La Commissione ammette “cifre inquietanti” sulla disoccupazione giovanile e si è prodigata di fare delle “raccomandazioni” a 19 paesi (consigliando “riforme”, dalla formazione al fisco, fino alla mobilità). Ma non c’è da aspettarsi molto dal Consiglio europeo di oggi e domani, visto che Angela Merkel organizza per il 3 luglio a Berlino una conferenza dei ministri del lavoro sulla lotta alla disoccupazione dei giovani, dove si è invitato François Hollande (mentre José Manuel Barroso, che ha un contenzioso aperto con Parigi ma anche con Berlino, ha dovuto insistere per farsi invitare). Per Merkel la lotta alla disoccupazione giovanile fuori dalla Germania fa parte della battaglia per migliorare l’immagine dei tedeschi in Europa, estremamente degradata, con Berlino messa sotto accusa per aver imposto un rigore che ha portato solo miseria. Per Hollande l’ “inversione della curva” della disoccupazione entro fine anno è ormai una questione di vita o di morte della sua presidenza. “La lotta contro la disoccupazione dei giovani costituisce la sfida sociale e politica più importante che abbiamo di fronte”, hanno scritto Merkel e Hollande in un testo comune pubblicato il 30 maggio scorso.

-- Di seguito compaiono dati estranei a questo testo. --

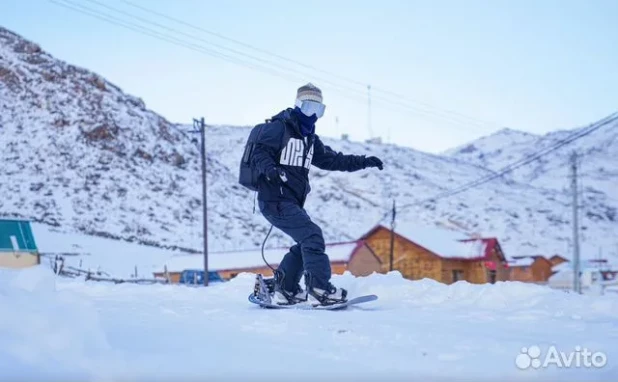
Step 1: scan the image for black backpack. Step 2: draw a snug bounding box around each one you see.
[238,123,265,191]
[238,119,290,191]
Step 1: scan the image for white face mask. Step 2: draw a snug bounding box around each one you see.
[295,100,326,118]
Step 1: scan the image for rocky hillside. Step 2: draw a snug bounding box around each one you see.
[0,28,618,262]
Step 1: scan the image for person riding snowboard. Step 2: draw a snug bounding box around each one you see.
[251,83,383,304]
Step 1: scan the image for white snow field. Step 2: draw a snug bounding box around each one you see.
[0,265,618,381]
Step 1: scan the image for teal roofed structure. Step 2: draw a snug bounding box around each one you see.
[0,218,40,268]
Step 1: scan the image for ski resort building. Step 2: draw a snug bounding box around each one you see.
[549,255,569,267]
[362,225,508,284]
[0,219,41,268]
[154,240,382,283]
[508,256,552,283]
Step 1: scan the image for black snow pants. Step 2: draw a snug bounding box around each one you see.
[259,201,331,291]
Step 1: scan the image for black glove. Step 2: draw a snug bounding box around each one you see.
[265,166,287,184]
[364,157,384,170]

Ma quando dalle dichiarazioni di principio si passa i fatti, la delusione è assicurata. 6 miliardi sono pochi, anche se concentrati su due anni. Dovranno servire per finanziare la “garanzia giovani”, la principale idea sul tappeto, già approvata dai 27 ministri degli affari sociali della Ue, ma non ancora tradotta in legge da nessuna parte, a parte Finlandia e Austria che l’hanno applicata con un certo successo: ogni giovane dovrà vedersi proporre, nell’arco di quattro mesi dalla fine degli studi o dalla perdita del lavoro, un’occupazione o un apprendistato o uno stage (possibilmente remunerato) oppure una formazione con proseguimento degli studi. La Commissione afferma che nella Ue ci sono 1,7 milioni di offerte di posti di lavoro che restano vacanti. Viene quindi proposto un approfondimento della formazione, per venire incontro ai bisogni delle aziende, ma anche della mobilità intra-europea (Berlino, per esempio, ha già concluso con la Spagna un accordo per l’accoglienza di 5mila giovani spagnoli, che avranno una formazione o un apprendistato o un lavoro in Germania). L’altro argomento del Consiglio europeo è facilitare i crediti bancari alla piccola e media impresa, che cosi’ potrà assumere dei giovani. Oggi le banche non vogliono più prendere rischi e chiudono il rubinetto dei prestiti. L’idea della Ue è di destinare alla piccola e media impresa gran parte dei 60 miliardi di capacità di crediti supplementari della Bei (rifinanziata con 10 miliardi un anno fa, che per l’effetto leva diventano 60). “Bisogna che la Bei acceleri le procedure di finanziamento e prenda maggiori rischi” dicono a Parigi, anche se la prudenza è d’obbligo, visto che la Bei, che ha un rating AAA, non puo’ rischiare di perdere il rango a causa di avventure sconsiderate, specialmente in paesi che hanno perso le 3 A.